Victoria Kinnealey, who will graduate from Questrom School of Business’s MBA program this December, continued to develop Viinko in this summer’s accelerator program. Viinko is an education-tech platform that helps middle and high schoolers develop time management and organizational skills through an interactive, digital planner.

In an interview, Kinnealey said that throughout the program they conducted extensive research, started implementing sales strategies and connected with other ed-tech founders.

“The summer accelerator brings it all to the next level,” Kinnealey said. “It’s intensive and it’s a lot, and you’re meeting a lot of people for a lot of time throughout the 10 weeks, but it also forces you to be a little bit more intensive about your startup.”

Ken Krebs, who graduated from BU with a master’s in computer engineering this year, developed Yogger, a movement analysis software that can be used in the physical therapy field.

“Going into the accelerator, we knew we had really good technology, and that it could be applied in this field. But we didn’t really have a great product per se, initially … After going through the whole process [in] the accelerator, I feel like we have a much stronger business perspective.”

Two other teams participated in the Summer Accelerator and created the RefEd Initiative and One Swipe Bets. Abhi Valibarthi, who graduated from the College of Arts and Science in 2021, and Albert Jimenez and Yasin Morais, both 2018 graduates of Frederick S. Pardee School of Global Studies, were the venture team that created RefEd Initiative, which provides education for refugee children. Ben Oppenheimer, who graduated with his masters in media ventures from the College of Communication in 2020, created OSB, a mobile app for information on sports and esports.

While comprehensive, the Summer Accelerator is not the end of the teams’ entrepreneurial journeys.

“We probably went in with like 50 questions on 10 different topic areas, and I feel like we whittled down some of those questions and got some clarification, which was awesome, and then came up with 20 new questions in each area,” Kinnealey said, “but it enabled us to sort of move to the next phase of thinking.”

This year teams from all over the world had the opportunity to participate due to this year’s hybrid format.

The Summer Accelerator is among the many programs the BUild Lab offers to support students’ entrepreneurial endeavors.

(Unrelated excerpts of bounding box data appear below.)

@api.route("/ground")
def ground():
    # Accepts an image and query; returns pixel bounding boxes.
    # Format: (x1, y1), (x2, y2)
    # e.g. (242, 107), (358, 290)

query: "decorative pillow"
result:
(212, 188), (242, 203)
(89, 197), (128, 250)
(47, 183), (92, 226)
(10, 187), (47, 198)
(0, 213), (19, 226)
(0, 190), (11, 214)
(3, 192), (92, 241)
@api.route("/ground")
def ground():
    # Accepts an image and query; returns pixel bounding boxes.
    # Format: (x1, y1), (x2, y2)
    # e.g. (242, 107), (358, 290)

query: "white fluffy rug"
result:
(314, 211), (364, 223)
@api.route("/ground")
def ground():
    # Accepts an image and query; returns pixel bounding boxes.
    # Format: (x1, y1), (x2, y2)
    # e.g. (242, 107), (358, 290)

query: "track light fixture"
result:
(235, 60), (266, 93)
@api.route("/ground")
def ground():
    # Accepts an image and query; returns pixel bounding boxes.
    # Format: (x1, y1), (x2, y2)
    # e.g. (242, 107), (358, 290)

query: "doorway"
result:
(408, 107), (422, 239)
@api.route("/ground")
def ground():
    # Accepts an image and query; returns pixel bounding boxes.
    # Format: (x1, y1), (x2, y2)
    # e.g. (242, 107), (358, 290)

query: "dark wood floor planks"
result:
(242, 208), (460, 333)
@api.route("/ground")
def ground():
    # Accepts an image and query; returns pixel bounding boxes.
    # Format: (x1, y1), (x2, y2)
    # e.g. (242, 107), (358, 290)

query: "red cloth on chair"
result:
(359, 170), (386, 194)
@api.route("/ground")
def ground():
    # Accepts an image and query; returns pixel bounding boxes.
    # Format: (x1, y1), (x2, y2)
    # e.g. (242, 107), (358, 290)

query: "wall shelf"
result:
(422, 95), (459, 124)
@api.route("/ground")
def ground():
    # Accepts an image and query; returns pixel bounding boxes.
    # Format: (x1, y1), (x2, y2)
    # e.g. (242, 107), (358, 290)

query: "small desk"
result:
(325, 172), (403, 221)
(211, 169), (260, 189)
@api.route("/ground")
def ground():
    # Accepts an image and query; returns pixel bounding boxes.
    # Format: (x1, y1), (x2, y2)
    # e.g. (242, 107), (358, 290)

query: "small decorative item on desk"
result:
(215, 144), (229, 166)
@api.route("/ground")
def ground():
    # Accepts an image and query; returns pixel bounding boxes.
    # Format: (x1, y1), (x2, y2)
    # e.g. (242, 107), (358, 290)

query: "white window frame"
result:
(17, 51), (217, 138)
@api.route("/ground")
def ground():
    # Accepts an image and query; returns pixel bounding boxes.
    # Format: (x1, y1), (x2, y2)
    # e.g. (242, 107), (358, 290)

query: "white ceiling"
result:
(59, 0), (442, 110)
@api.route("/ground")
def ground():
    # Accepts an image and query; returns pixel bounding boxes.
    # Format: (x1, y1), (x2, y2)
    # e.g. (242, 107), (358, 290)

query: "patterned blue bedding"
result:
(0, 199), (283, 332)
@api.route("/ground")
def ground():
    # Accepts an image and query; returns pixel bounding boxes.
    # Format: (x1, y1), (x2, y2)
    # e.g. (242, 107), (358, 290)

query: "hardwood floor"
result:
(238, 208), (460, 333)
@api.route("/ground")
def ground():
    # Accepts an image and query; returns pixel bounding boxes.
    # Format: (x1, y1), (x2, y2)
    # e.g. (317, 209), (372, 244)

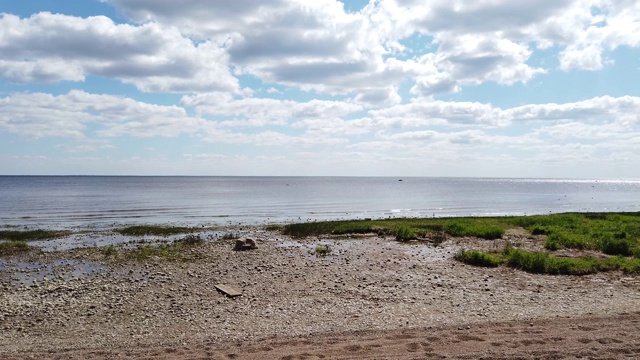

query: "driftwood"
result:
(233, 238), (258, 251)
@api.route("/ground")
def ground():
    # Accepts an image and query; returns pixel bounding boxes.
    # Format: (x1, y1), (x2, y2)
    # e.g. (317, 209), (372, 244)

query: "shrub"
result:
(454, 250), (503, 267)
(396, 226), (416, 241)
(0, 241), (31, 255)
(529, 225), (549, 235)
(544, 232), (591, 251)
(596, 234), (636, 256)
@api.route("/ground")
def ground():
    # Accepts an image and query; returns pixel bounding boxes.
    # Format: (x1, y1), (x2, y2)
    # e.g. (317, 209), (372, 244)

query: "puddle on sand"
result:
(401, 244), (457, 262)
(0, 260), (110, 286)
(29, 231), (232, 252)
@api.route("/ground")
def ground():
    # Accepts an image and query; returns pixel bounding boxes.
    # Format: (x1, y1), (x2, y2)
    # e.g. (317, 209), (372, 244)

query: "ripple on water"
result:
(0, 259), (110, 286)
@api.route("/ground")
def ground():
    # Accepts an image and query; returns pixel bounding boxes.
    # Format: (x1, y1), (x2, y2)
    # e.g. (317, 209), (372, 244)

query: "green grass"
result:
(115, 225), (202, 236)
(282, 212), (640, 252)
(0, 229), (72, 241)
(454, 250), (504, 267)
(511, 212), (640, 258)
(0, 240), (31, 255)
(455, 246), (640, 275)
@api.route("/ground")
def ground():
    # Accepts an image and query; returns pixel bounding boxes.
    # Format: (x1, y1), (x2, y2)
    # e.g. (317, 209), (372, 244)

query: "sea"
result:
(0, 176), (640, 230)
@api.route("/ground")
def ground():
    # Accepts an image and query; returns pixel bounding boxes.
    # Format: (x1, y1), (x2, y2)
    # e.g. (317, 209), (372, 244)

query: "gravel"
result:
(0, 229), (640, 355)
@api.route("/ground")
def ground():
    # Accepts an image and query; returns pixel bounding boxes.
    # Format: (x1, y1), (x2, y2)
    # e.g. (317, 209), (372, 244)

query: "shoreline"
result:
(0, 228), (640, 359)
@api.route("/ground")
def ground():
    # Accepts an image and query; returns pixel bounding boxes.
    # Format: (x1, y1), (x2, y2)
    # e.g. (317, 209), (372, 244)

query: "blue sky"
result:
(0, 0), (640, 178)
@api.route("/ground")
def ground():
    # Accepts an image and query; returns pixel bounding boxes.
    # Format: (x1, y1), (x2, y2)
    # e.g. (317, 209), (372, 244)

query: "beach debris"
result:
(213, 284), (242, 297)
(233, 238), (258, 251)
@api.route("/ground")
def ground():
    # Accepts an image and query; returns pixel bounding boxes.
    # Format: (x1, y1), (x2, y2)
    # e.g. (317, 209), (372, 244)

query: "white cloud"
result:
(0, 12), (238, 92)
(181, 93), (362, 126)
(0, 90), (204, 139)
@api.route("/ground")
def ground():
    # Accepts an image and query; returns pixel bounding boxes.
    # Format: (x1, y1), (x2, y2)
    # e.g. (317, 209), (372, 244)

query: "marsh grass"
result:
(0, 240), (31, 255)
(0, 229), (72, 241)
(455, 246), (640, 275)
(282, 218), (508, 241)
(282, 212), (640, 253)
(512, 212), (640, 258)
(100, 235), (204, 261)
(115, 225), (202, 236)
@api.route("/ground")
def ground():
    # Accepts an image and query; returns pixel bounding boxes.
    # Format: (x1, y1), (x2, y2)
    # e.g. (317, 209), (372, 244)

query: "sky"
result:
(0, 0), (640, 179)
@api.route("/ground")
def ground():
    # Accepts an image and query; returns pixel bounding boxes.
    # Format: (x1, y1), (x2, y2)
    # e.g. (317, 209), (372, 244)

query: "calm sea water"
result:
(0, 176), (640, 229)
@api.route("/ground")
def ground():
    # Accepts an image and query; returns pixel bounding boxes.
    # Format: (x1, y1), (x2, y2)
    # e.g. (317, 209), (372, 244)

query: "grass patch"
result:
(511, 212), (640, 258)
(454, 250), (504, 267)
(282, 212), (640, 258)
(100, 235), (204, 261)
(0, 240), (31, 255)
(282, 218), (508, 241)
(115, 225), (201, 236)
(396, 225), (416, 241)
(0, 229), (72, 241)
(455, 246), (640, 275)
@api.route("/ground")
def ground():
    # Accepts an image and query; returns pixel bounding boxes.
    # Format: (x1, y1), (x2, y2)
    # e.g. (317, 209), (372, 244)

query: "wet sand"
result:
(0, 229), (640, 359)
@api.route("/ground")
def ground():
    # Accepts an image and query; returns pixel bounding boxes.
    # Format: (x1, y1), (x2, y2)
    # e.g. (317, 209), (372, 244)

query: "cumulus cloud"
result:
(0, 12), (238, 92)
(0, 90), (204, 139)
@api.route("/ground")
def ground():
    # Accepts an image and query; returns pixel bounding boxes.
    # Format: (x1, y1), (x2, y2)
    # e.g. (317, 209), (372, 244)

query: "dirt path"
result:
(0, 231), (640, 360)
(8, 313), (640, 360)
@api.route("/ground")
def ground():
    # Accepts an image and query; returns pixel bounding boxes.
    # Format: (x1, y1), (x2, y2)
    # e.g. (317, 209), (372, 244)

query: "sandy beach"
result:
(0, 228), (640, 359)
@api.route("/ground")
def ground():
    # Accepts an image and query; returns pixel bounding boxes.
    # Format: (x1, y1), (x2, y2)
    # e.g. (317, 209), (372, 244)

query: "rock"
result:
(233, 238), (258, 251)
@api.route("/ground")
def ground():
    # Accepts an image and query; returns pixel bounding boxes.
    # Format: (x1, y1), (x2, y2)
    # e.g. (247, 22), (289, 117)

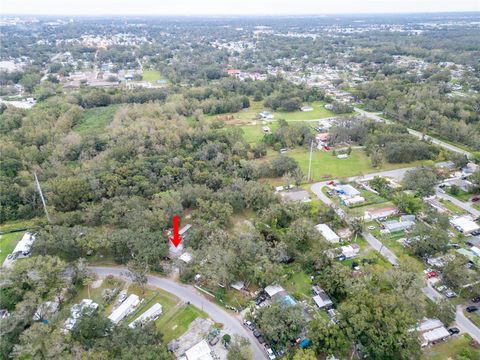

Kinnealey also participated through the BUild Lab’s Innovation Pathway.

“If you’re just curious to learn more or talk to people who are in this space, going to the BUild Lab and getting on the pathway could be great,” she said. “I think once you’re a step beyond that, once you actually have a legitimate idea that you’re trying to pursue or a product that you’ve built or even like a first customer, I think both programs are awesome.”

Krebs urges student entrepreneurs to focus on the impact of their work.

“My word of advice would be like don’t be so focused on the what as to the how,” he said. “Just help somebody figure out a way to solve a problem for somebody, and it doesn’t have to be super fancy or sophisticated.”